The steps (and the way I represented them) are anyway a simplification.
In my mental map the things in parenthesis mean that - as an example - in:
In other words, in "plain", single boot installs:
....
....
....
BIOS->MBR->PBR->NTLDR->(BOOT.INI)->NTDETECT.COM->"Switch"->Other files->OS booted
The BOOT.INI has not an actual use in the booting, since it contains a single entry (and BTW if you installed to First Active partition of first disk in a directory named \WINNT\ - up to 2K - or \WINDOWS\ -XP and 2003 - you can even remove BOOT.INI alltogether).
About this:
it's the same, about different mental maps, it is a graphically awful (I do suck at graphics) representation of a "tree", the fact that some "branches" are in the same column doesn't really mean that all items in the same column are in the same category.Please specify in the top row what was on your mind. For example, I can figure out that the second column is "type of medium", is the 3rd "type of emulation", ...? I can see that it is a classification of some kind, but I can't make out how it is classified.
When I get that, I will make a mind map of it. That illustrates this kind of concept in less space and is more readable. As soon as you're finished of course.
It should look more like a genealogy tree (but in a genealogy tree you have generations as "columns"), this tree is more like a real tree, where branches not necessarily sprout at exactly the same height .....
...my idea is more like this:
http://www.ladell.ec...reediagram.html
I will review the other suggestions.
I put the ">=7.x" because grub4dos could directly chainload only those IO.SYS, last time I checked.
(and then we would go for the distinctions and similarities with IBM DOS and it's files: IBMBIO.COM vs. IO.SYS and between IBMDOS.COM vs. MSDOS.SYS .... the idea was to make a simplified "concepts in a nutshell" and NOT a treatise on how every OS in the world boots and works )
For the record there are also another TWO distinctions between DOSes <7.x:
- The kernel is actually TWO files, IO.SYS and MSDOS.SYS AND IO.SYS must be first file in the filesystem (compare with BOOTPART usage and commands)
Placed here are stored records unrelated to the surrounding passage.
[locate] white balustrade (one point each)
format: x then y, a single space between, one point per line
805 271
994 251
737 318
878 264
http://www.winimage.com/bootpart.htm - The ONLY filesystems supported are FAT12 and FAT16
- The kernel is "monolithic" (MSDOS.SYS is just a ".ini" file) and there is no *NEED* for IO.SYS to be the first file in the filesystem (use anyway some common sense, you cannot put it in a very high address of it on "BIG" drives)
- Filesystems supported include, besides FAT12 and FAT16 also FAT32
Maybe I expressed myself wrongly.
The PBR "normal" boot code loads one (or more) programs.
In the case of DOS (still >=7.x) and of FreeDOS, it loads directly the kernel.
In most other OSes it loads a loader, that later loads the kernel.
What I was tryng to convey is that in DOS loader and kernel are the same single file.
The above is the ONLY distinction I wanted to point out, there are MANY more limitations and small differences, but again, the idea was to make a quick "reader's digest", if you really want to know the whole story, then you'll have to read many, many books and articles and learn a lot of more things.